Invited Paper EM2-ThM3
Physical Mechanisms and Scaling of the Resistive Memory (ReRAM)

Thursday, November 13, 2014, 8:40 am, Room 314

The resistive memory (ReRAM) is attracting strong interest from the industry and academia for its low-power, high-speed and nonvolatile behavior. ReRAM properties are compatible with many of the requirements of storage (e.g., the solid state drive, or SSD) and memory (e.g., SRAM or DRAM), thus ReRAM may potentially revolutionize computing architectures in the future. While ReRAM has been recently introduced in the ITRS, the industrial programs for device development, volume production and commercial exploitation are still challenged by the lack of understanding about device physics, reliability and scaling.

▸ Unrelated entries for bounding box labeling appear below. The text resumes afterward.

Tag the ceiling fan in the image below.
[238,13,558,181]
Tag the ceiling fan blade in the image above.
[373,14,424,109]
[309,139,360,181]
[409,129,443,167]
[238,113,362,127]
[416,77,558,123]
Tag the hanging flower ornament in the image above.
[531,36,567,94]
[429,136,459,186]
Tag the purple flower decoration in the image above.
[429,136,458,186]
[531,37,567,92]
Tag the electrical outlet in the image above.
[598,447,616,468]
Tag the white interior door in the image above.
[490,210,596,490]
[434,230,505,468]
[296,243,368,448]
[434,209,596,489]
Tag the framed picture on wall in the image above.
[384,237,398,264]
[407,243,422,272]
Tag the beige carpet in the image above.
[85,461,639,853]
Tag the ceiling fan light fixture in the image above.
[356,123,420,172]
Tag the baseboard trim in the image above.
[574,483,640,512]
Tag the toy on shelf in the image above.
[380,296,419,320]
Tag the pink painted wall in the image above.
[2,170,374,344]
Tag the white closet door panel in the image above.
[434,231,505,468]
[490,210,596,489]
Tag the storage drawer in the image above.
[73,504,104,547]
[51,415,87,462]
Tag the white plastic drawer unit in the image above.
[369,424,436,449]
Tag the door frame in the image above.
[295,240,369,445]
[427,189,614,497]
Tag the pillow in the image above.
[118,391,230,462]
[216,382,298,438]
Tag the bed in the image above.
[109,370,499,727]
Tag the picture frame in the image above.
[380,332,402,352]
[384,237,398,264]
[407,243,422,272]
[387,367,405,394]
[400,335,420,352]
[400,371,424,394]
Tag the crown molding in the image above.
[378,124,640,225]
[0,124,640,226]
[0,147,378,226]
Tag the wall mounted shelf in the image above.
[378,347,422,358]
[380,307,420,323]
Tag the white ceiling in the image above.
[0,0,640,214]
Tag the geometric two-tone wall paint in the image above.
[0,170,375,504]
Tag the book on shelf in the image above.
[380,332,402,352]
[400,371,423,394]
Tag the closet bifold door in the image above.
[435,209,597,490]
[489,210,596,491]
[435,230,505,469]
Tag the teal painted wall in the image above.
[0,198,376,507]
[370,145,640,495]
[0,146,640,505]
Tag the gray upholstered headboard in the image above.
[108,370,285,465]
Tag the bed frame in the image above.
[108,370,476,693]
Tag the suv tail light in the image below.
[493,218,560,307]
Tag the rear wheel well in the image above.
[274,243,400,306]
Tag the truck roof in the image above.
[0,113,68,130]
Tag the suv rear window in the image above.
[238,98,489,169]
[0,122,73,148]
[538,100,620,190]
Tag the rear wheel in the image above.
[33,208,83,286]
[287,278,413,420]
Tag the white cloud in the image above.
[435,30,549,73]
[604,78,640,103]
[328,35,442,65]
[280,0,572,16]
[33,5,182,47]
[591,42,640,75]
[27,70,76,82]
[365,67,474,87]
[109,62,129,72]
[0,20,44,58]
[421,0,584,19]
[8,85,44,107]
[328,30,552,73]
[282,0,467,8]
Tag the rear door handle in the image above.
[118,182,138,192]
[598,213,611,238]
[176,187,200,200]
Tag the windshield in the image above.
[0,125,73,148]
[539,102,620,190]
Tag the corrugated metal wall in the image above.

This work will discuss the recent progress on the understanding of ReRAM physics. First, a numerical model for ReRAM switching will be described, highlighting the primary role of defect migration driven by Joule heating and electric field. The model will be tested under several conditions of voltage and currents, showing the model capability to identify new operation modes for self-select ReRAM and enhanced multilevel operation. Finally, the scaling issues will be addressed, explaining the device variability data with the aid of a Monte Carlo model for discrete defect migration. The fundamental tradeoff between power reduction and device reliability will be finally discussed.